No 204/2018 from Jul 27, 2018

The behavioral biologist PD Dr. Mirjam Knörnschild and the neuroscientist Dr. Radoslav Cichy from Freie Universität Berlin have each won a Starting Grant from the European Research Council (ERC). Each ERC Starting Grant is worth up to 1.5 million euros over a maximum of five years. With the Starting Grants the ERC promotes pioneering projects led by researchers at an early stage in their academic careers. Mirjam Knörnschild’s project is entitled Culture as an evolutionary force . Radoslaw Cichy studies the neural dynamics of visual cognition.

PD Dr. Mirjam Knörnschild
Culture as an evolutionary force

PD Dr. Mirjam Knörnschild works in the fields of behavioral ecology and bioacustics. She is a Heisenberg Group Leader at the Department of Biology, Chemistry, Pharmacy at Freie Universität and a visiting scientist at the Berlin Museum für Naturkunde - Leibniz Institute for Evolutionary and Biodiversity Research. Her project is entitled Culture as an evolutionary force: Does song learning accelerate speciation in a bat ring species?

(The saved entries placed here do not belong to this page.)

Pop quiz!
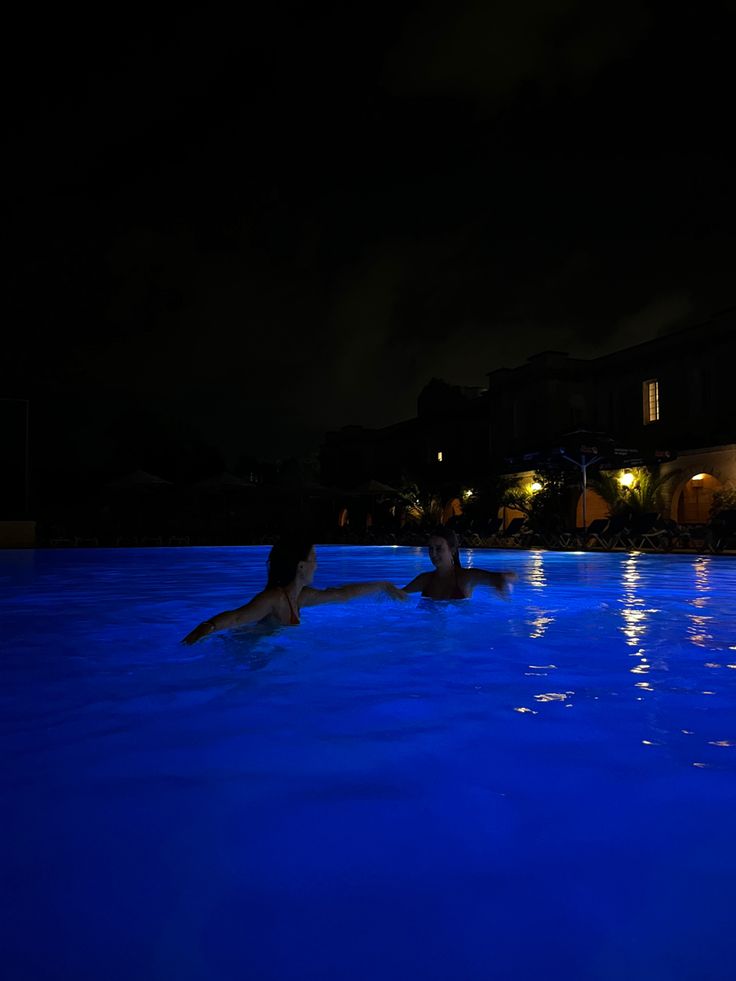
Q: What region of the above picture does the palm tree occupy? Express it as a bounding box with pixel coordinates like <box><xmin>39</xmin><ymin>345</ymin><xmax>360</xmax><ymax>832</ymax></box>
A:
<box><xmin>591</xmin><ymin>472</ymin><xmax>630</xmax><ymax>516</ymax></box>
<box><xmin>591</xmin><ymin>467</ymin><xmax>680</xmax><ymax>518</ymax></box>
<box><xmin>500</xmin><ymin>471</ymin><xmax>568</xmax><ymax>538</ymax></box>
<box><xmin>397</xmin><ymin>481</ymin><xmax>444</xmax><ymax>526</ymax></box>
<box><xmin>710</xmin><ymin>484</ymin><xmax>736</xmax><ymax>518</ymax></box>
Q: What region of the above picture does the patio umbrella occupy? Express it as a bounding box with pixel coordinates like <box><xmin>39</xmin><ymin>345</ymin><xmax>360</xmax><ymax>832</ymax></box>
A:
<box><xmin>188</xmin><ymin>473</ymin><xmax>260</xmax><ymax>536</ymax></box>
<box><xmin>191</xmin><ymin>472</ymin><xmax>257</xmax><ymax>491</ymax></box>
<box><xmin>106</xmin><ymin>469</ymin><xmax>172</xmax><ymax>489</ymax></box>
<box><xmin>516</xmin><ymin>431</ymin><xmax>641</xmax><ymax>532</ymax></box>
<box><xmin>298</xmin><ymin>481</ymin><xmax>346</xmax><ymax>498</ymax></box>
<box><xmin>104</xmin><ymin>470</ymin><xmax>173</xmax><ymax>539</ymax></box>
<box><xmin>557</xmin><ymin>432</ymin><xmax>617</xmax><ymax>532</ymax></box>
<box><xmin>350</xmin><ymin>479</ymin><xmax>401</xmax><ymax>496</ymax></box>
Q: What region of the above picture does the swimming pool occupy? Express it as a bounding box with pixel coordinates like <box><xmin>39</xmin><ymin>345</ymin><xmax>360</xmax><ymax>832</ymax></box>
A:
<box><xmin>2</xmin><ymin>546</ymin><xmax>736</xmax><ymax>981</ymax></box>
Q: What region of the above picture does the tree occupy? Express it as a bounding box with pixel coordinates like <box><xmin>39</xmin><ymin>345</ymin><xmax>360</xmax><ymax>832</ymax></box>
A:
<box><xmin>397</xmin><ymin>480</ymin><xmax>444</xmax><ymax>527</ymax></box>
<box><xmin>501</xmin><ymin>470</ymin><xmax>569</xmax><ymax>537</ymax></box>
<box><xmin>711</xmin><ymin>483</ymin><xmax>736</xmax><ymax>517</ymax></box>
<box><xmin>590</xmin><ymin>467</ymin><xmax>681</xmax><ymax>519</ymax></box>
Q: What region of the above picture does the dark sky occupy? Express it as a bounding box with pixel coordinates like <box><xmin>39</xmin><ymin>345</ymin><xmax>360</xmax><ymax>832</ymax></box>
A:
<box><xmin>7</xmin><ymin>1</ymin><xmax>736</xmax><ymax>471</ymax></box>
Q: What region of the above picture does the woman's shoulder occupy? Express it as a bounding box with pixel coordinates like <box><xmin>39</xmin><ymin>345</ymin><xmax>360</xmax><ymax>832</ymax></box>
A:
<box><xmin>240</xmin><ymin>585</ymin><xmax>281</xmax><ymax>613</ymax></box>
<box><xmin>260</xmin><ymin>585</ymin><xmax>282</xmax><ymax>599</ymax></box>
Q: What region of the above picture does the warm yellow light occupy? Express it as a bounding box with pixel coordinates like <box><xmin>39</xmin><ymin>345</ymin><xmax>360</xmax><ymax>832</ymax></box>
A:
<box><xmin>437</xmin><ymin>451</ymin><xmax>443</xmax><ymax>462</ymax></box>
<box><xmin>530</xmin><ymin>481</ymin><xmax>542</xmax><ymax>493</ymax></box>
<box><xmin>462</xmin><ymin>488</ymin><xmax>474</xmax><ymax>500</ymax></box>
<box><xmin>692</xmin><ymin>473</ymin><xmax>707</xmax><ymax>482</ymax></box>
<box><xmin>619</xmin><ymin>471</ymin><xmax>635</xmax><ymax>487</ymax></box>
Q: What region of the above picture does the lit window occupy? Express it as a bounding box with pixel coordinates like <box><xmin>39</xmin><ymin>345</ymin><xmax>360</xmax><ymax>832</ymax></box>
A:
<box><xmin>643</xmin><ymin>379</ymin><xmax>659</xmax><ymax>424</ymax></box>
<box><xmin>437</xmin><ymin>451</ymin><xmax>443</xmax><ymax>462</ymax></box>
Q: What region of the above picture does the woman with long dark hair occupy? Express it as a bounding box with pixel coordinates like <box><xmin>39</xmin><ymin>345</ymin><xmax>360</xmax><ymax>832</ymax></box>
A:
<box><xmin>182</xmin><ymin>536</ymin><xmax>406</xmax><ymax>644</ymax></box>
<box><xmin>402</xmin><ymin>527</ymin><xmax>517</xmax><ymax>600</ymax></box>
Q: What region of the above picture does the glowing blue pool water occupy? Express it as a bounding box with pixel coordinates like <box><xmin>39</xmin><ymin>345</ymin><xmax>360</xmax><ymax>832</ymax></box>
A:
<box><xmin>2</xmin><ymin>546</ymin><xmax>736</xmax><ymax>981</ymax></box>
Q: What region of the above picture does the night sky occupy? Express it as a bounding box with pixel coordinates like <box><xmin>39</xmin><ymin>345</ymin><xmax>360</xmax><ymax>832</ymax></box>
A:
<box><xmin>7</xmin><ymin>1</ymin><xmax>736</xmax><ymax>475</ymax></box>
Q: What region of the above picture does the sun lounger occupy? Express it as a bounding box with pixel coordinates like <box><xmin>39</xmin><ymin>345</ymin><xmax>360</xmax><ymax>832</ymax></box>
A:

Culture plays a prominent role in human evolution. Cultural differences can affect not only our behavior, but also our genes. The ability to metabolize lactose as an adult, for example, developed along with the cultural achievement of livestock farming. Such a coevolution of genes and culture can be found in different areas of life, not only in humans but also in other animals. However, it is still unclear whether cultural differences in animals are merely associated with genetic differences, or whether cultural differences can even promote the development of different species. Mirjam Knörnschild aims to answer this question by examining the influence of culturally transmitted dialects on speciation in a bat species: males of the greater sac-winged bat Saccopteryx bilineata are known for their versatile singing, which has distinct regional differences. These regional dialects are culturally transmitted, as they are passed on through learning processes from generation to generation. In addition, Saccopteryx bilineata in Central America is a so-called ring species, which is crucial for the research project. A ring species emerges when a species spreads around a barrier, such as a mountain range, and the two populations at the end of the ring no longer mate when they encounter each other again. Studying a ring species with culturally transmitted dialects makes it possible, for the first time, to test at each step of speciation along the ring whether cultural differences are responsible for genetic differences among populations. If culturally transmitted dialects actually speed up speciation, there would for the first time be evidence that cultural selection is an important evolutionary force along with natural selection and sexual selection.